C’est vrai qu’une fois lancés, on est allés vite dans les propositions… J’espère que tu pourras participer à la partie mastermind aussi une prochaine fois !
J'ai vraiment aimé ton texte ! Bravo à toi !
Merci beaucoup :)
@kokox
Par conséquent je ne peux que louer ton grand courage. C'est de plus en plus rare les gens qui partent en stop dans leurs propres entrailles sur le dos d'un crocodile !
Je te confirme que moi et mes entrailles on ne s'entend pas toujours très bien (et j'ai l'impression que c'est un syndrome assez répandu).
Me voilà touchée par ton message :) merci à toi d’être passé par ici !
@WEG
Ce n'est que mon avis, mais je trouve quand même le tableau un peu trop noir tout le long, j'aurai nuancé avec quelques éclaircies pour faire écho à la pluralité.
Tout à fait, j’ai du mal parfois à dé-noircir mes textes, mais je m’étais fait à peu près la même remarque en écrivant (que l’ensemble aurait été plus cohérent avec plus de lumineux). Si tu le relèves aussi c’est qu’il faut que j’y travaille ^^.
@Rémi
Je n'avais pas pris le temps de lire […] Mais en fait, c'est plutôt simple, vachement bien construit et super intelligent !
Bonne gestion du suspense, je ne m’attendais pas à la chute ! :mrgreen: Contente que tu ais compris le texte (même si en deuxième lecture) et qu’il t’ait plu !

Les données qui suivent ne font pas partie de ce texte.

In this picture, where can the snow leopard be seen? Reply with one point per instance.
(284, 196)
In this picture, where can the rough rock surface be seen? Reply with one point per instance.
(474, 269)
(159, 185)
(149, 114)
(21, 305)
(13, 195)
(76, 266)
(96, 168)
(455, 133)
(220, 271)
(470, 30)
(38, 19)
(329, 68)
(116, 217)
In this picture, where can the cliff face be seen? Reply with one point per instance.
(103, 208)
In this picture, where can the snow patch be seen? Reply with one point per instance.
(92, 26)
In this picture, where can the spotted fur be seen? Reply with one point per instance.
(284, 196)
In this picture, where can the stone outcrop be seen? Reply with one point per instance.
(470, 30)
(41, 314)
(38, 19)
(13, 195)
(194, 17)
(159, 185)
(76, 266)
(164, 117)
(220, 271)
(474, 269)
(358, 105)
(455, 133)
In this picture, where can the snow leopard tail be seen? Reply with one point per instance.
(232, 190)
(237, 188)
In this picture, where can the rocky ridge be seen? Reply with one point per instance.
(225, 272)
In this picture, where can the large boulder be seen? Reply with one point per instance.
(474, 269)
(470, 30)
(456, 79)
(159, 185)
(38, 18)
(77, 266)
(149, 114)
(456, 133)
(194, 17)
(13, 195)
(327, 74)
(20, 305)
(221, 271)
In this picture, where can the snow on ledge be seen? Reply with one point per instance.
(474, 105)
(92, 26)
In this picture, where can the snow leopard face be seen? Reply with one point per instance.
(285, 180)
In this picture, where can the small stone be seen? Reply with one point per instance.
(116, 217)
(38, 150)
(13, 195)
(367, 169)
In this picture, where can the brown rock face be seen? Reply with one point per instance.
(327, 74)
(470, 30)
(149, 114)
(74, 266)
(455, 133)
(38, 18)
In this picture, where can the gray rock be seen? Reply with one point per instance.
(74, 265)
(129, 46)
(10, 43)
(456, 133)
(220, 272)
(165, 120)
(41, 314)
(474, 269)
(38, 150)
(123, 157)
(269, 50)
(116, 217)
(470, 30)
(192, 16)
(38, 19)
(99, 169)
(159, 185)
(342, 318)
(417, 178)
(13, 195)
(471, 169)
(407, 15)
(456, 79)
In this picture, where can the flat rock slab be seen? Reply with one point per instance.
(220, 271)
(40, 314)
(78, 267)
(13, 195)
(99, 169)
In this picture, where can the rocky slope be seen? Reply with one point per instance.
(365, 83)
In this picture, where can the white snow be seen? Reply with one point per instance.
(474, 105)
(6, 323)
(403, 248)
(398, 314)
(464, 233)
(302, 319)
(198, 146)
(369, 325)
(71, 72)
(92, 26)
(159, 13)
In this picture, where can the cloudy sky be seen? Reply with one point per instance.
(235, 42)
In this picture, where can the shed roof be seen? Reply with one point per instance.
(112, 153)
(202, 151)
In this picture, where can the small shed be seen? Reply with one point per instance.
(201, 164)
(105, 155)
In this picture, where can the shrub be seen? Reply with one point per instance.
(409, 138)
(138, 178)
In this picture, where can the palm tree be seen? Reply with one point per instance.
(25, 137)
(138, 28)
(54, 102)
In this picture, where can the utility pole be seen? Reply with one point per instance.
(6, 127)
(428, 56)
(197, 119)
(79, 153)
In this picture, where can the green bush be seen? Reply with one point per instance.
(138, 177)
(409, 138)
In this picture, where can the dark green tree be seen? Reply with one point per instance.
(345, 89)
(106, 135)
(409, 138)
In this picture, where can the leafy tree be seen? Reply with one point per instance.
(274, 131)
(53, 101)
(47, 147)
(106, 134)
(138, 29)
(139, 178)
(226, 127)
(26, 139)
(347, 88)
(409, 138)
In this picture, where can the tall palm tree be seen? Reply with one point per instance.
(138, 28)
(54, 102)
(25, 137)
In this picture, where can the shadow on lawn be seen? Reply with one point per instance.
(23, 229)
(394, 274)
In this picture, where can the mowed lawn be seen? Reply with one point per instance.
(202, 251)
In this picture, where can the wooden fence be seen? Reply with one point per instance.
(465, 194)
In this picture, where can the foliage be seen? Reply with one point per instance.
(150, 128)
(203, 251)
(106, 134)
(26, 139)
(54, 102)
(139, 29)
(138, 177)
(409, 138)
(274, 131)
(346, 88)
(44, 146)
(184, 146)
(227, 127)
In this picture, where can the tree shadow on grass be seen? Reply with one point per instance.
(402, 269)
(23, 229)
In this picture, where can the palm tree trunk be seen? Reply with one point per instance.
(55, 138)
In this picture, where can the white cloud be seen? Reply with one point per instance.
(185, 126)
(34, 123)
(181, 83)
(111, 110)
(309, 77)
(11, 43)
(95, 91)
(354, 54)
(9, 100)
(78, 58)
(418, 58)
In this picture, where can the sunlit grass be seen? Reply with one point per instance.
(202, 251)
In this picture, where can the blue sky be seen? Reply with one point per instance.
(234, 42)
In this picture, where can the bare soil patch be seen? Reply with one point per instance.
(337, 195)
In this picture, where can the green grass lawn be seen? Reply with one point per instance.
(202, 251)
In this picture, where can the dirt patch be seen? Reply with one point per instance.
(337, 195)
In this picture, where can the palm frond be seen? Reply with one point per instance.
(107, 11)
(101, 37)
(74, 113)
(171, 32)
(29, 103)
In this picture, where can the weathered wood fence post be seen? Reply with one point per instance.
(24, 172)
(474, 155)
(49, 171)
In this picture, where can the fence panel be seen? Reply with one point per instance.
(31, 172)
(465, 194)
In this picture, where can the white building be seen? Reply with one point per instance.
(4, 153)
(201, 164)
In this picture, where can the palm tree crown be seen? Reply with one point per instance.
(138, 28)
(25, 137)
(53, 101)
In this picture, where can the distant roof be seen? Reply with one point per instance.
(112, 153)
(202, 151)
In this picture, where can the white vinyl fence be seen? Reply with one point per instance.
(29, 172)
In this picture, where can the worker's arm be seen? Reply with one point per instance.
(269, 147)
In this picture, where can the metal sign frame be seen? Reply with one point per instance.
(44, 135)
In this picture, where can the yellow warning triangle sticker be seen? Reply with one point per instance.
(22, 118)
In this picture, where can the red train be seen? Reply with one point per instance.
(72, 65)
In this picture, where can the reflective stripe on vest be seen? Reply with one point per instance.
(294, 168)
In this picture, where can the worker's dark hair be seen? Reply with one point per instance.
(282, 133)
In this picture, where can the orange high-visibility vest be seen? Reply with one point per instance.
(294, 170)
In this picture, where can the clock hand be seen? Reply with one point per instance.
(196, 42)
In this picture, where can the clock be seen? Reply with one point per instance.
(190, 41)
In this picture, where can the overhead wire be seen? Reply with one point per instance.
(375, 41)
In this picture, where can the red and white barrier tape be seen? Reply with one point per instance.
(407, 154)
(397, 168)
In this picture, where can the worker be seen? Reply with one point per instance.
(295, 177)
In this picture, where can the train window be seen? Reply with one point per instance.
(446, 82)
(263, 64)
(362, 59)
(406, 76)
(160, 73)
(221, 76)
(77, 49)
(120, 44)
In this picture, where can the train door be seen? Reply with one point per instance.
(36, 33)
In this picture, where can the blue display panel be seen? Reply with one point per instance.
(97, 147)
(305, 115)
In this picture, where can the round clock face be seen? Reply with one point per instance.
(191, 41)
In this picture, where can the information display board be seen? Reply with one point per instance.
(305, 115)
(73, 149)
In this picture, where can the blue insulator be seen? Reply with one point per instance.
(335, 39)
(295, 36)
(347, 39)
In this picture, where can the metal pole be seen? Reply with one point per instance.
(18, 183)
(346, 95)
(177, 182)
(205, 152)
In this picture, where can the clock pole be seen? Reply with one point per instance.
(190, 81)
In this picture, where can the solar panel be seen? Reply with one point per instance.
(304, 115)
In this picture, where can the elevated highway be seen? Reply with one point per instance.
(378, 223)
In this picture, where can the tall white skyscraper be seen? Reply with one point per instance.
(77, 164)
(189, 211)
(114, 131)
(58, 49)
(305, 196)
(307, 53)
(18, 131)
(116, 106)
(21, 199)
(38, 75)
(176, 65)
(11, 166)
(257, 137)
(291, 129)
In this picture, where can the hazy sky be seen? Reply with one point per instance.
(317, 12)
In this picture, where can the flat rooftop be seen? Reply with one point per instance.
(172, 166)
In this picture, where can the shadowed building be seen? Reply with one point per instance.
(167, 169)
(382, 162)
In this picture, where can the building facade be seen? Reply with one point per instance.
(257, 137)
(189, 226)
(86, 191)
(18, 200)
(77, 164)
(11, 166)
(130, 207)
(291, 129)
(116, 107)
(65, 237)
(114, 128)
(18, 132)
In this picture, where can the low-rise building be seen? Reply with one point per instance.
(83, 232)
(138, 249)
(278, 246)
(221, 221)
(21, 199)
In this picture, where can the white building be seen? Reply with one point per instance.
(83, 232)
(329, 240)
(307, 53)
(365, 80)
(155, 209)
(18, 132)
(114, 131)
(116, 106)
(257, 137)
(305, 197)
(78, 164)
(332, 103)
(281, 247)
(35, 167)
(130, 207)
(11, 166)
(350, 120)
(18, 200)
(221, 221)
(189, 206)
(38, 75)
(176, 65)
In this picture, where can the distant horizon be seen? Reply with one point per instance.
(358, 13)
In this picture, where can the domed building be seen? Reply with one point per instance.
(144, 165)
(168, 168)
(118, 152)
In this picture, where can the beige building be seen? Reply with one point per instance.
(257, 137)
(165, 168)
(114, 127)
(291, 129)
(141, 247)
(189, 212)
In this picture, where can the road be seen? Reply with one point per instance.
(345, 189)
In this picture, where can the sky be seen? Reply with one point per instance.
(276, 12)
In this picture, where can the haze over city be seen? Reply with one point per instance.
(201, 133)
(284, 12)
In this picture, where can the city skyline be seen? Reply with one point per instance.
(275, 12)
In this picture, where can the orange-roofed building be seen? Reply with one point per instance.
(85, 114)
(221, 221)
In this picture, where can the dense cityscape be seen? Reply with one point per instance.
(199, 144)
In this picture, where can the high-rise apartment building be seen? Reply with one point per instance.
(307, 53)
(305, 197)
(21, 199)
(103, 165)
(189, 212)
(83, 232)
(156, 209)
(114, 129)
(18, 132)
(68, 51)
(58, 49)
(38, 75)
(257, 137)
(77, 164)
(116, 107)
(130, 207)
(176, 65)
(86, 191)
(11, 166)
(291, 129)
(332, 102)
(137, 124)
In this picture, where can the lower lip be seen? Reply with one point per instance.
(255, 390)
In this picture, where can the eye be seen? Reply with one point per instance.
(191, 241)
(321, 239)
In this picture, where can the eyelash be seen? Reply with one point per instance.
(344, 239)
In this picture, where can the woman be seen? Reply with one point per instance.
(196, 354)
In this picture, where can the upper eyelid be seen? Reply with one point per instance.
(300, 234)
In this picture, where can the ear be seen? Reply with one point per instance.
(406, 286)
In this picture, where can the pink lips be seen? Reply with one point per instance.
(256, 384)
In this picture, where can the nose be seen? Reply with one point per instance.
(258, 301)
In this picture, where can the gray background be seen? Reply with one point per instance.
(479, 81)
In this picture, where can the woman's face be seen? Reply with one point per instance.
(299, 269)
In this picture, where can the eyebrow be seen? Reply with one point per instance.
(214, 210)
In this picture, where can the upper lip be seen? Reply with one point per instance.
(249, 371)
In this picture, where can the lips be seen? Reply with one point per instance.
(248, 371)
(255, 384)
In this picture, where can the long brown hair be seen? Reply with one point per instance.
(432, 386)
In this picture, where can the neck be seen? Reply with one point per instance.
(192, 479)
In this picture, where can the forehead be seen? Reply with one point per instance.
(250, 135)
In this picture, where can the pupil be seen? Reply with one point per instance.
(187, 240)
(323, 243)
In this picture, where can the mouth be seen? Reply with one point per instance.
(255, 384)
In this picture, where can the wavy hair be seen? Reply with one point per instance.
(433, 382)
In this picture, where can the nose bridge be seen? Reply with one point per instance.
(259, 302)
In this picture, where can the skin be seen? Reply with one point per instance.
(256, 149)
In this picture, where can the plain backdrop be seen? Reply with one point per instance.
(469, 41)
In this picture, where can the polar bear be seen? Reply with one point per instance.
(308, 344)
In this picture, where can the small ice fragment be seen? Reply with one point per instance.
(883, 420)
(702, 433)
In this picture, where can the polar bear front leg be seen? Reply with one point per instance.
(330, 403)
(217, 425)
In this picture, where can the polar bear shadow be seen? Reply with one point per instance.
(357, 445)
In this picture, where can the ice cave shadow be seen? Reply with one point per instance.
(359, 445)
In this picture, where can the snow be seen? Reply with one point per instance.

L'éclatement du moi matérialisé par l'éclatement du corps, chaque partie du corps représentant une facette de problématique humaine...
C’était très exactement l’idée :)
y aurait certainement des chipotage à faire
Je n’en doute pas ^^
J'ai beaucoup aimé, merci pour cette très chouette lecture
Merci à toi d’avoir retenté :)
@Pyjsa
(réponse contextualisée)
Ça c’est une chouette idée !
Malheureusement, je ne sais pas vraiment quoi tirer du reste de ton message… Je dois peut-être en déduire que de ton côté, tu n’as pas su quoi tirer de mon texte ? ^^ Merci de ton passage en tout cas.